# Jumping up and nipping me!



## rebecca (Aug 20, 2011)

My pup is now 8 months. When he was about 4 months he used to jump up and nip me on walks. I corrected the behavior and he seems to have stopped, but now, at 8 months he seems to be starting the same behavior, only it seems to be a lot more rebellious, grabbing my hands, gloves anything he can grab! I have had to resort to closing his mouth with my own hand (until he whimpers) and tapping him on he nose with a firm 'no' sometimes, he will still persist.

Just want to know if I'm doing the right then with correcting the behavior, and hope he wont turn around and snap and me in an aggressive way.


----------



## datacan (May 15, 2011)

My dog had similar behavior. I did not discourage him, instead I taught him "off". 
I asked him to jump on me and said "off", kept repeating unlit he learned. 
He rarely does jump now - 11 months old. 
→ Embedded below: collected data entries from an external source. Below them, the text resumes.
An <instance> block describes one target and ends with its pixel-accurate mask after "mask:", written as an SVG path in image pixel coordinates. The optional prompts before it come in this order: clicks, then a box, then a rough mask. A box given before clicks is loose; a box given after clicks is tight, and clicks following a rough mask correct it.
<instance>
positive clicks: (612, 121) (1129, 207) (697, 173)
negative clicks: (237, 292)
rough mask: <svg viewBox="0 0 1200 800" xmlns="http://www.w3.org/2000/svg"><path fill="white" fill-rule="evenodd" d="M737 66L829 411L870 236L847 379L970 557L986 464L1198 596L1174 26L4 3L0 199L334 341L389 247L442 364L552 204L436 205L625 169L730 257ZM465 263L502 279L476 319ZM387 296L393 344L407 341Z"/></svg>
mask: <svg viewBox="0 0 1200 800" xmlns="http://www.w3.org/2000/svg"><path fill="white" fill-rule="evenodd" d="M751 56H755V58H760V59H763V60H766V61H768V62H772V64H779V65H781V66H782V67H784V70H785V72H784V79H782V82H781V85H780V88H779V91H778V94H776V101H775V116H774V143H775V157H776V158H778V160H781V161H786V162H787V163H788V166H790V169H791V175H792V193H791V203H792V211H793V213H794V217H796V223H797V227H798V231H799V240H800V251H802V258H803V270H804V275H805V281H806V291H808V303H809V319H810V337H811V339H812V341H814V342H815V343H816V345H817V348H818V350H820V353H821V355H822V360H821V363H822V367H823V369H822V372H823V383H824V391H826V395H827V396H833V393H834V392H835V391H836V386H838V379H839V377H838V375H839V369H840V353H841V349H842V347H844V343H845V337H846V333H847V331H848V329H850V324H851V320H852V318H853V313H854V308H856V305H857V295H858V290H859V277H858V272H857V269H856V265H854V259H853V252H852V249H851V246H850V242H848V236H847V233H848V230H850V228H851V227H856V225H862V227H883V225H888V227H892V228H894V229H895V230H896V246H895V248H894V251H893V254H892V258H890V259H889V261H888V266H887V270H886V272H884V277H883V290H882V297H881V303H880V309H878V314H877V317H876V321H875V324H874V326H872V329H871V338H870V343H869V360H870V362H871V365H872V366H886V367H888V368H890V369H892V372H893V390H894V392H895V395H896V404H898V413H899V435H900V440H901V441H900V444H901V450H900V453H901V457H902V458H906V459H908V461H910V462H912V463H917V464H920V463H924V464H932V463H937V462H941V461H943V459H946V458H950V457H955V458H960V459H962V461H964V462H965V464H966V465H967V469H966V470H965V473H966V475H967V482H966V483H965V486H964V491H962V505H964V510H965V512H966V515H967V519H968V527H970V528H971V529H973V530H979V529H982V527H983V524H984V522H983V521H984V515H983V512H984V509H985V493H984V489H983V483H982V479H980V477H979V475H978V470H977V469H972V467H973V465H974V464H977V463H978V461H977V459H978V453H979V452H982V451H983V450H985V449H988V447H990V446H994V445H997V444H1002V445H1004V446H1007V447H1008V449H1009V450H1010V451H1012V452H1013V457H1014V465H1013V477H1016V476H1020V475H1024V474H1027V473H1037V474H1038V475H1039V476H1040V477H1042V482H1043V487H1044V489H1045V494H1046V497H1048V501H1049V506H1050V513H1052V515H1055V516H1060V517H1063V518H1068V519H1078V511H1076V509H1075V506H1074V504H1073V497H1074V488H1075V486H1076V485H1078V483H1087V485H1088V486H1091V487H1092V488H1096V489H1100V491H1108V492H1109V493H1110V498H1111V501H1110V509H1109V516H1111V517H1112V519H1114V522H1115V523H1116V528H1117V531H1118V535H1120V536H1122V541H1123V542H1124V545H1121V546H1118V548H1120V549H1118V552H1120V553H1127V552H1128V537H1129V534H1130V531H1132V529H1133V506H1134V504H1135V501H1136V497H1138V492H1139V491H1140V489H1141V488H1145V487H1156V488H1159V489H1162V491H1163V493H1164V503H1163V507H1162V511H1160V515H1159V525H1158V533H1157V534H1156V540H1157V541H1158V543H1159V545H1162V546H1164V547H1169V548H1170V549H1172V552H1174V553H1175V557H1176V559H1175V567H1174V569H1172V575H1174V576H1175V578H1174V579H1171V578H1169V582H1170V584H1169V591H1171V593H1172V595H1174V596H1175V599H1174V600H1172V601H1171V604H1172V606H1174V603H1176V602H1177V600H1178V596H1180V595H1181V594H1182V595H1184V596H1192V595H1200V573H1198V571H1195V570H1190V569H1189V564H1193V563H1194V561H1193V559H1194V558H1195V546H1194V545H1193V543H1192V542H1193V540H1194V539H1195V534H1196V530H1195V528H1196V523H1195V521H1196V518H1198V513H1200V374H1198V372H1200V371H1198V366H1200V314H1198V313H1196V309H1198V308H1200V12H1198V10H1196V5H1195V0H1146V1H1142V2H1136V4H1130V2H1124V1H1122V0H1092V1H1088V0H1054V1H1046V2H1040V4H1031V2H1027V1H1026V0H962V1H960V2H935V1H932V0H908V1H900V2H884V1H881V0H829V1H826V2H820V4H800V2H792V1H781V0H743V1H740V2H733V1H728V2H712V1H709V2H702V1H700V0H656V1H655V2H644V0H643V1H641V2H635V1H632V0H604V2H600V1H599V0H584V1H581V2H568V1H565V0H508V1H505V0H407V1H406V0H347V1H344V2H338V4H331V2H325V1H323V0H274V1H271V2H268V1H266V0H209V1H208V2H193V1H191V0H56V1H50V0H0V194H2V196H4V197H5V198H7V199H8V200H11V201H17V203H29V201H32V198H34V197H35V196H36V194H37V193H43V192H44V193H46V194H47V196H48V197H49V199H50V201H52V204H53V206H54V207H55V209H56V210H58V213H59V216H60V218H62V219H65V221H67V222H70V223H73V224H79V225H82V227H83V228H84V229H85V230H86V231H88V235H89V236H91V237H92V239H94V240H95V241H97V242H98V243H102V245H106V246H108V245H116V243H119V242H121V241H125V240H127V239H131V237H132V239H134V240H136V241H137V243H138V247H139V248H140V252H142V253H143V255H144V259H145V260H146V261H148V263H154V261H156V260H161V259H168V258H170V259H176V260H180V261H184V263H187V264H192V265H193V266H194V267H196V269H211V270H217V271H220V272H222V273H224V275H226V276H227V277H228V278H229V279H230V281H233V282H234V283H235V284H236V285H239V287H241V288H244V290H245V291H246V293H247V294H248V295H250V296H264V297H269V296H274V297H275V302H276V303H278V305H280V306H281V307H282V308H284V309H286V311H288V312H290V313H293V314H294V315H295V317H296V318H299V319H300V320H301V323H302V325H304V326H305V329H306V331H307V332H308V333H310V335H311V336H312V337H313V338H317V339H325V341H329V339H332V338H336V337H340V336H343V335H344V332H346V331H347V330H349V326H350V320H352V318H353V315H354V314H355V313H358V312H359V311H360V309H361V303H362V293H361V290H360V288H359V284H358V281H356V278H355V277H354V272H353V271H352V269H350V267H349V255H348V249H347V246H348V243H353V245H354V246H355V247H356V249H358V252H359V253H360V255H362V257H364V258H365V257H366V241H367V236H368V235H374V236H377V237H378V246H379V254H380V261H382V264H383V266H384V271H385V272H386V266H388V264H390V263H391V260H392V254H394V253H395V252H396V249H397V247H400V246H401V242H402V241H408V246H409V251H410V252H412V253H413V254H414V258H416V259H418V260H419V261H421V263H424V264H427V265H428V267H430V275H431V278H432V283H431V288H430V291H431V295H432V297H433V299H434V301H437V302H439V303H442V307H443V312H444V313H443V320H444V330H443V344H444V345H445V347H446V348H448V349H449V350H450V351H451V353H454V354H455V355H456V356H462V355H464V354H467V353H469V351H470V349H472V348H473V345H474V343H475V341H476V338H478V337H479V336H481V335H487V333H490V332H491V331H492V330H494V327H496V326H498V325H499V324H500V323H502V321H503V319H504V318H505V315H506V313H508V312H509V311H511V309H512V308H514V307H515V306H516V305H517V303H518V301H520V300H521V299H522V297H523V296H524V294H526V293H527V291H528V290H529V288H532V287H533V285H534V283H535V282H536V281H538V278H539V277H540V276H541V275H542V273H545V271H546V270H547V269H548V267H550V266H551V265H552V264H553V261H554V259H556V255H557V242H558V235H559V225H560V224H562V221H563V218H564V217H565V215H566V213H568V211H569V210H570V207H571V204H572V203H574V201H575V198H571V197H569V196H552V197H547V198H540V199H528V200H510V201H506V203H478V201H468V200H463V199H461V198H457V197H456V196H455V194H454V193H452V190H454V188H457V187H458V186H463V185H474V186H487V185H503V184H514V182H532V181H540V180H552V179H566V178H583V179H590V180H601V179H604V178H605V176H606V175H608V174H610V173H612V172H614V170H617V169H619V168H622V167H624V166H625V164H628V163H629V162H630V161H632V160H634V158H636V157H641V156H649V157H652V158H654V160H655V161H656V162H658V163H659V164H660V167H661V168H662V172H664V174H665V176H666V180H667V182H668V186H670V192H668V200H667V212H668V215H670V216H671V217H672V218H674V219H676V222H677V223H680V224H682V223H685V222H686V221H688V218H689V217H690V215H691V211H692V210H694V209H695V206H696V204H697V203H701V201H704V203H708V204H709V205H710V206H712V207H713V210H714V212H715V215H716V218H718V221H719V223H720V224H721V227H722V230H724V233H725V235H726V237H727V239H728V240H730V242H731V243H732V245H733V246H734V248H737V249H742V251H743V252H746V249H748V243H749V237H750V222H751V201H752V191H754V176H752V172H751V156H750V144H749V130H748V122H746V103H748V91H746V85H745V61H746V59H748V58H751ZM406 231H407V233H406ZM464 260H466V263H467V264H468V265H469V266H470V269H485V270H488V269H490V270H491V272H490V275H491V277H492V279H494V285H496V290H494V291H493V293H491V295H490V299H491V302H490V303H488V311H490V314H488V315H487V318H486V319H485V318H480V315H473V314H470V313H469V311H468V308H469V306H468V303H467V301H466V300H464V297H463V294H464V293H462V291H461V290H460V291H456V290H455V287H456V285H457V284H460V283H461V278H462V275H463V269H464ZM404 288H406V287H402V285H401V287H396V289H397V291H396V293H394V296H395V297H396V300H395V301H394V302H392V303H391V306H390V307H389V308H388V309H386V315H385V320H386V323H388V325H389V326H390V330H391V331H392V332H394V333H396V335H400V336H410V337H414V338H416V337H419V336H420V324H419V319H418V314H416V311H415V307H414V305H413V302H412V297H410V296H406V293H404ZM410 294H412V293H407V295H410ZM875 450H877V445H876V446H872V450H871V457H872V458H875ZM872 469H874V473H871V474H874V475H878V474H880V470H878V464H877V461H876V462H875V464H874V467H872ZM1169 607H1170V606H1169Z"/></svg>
Another technique (did not work for me :-[) is to cross the arms and turn away 180 from dog. 

/


----------



## ironman_stittsville (Oct 12, 2011)

I have also stood on the leash so they can't jump up and then ignore them until they settle down. When they do get themselves under control I get off the leash but still no attention for a short time.

Then I start to walk again.

I find that Phoebe "loses her sh*t" when I give her too much attention. When she is particularly excitable I try to reduce the amount of attention that I give her so that she has a better chance of getting herself under control.

My 2 cents,
Rh.


----------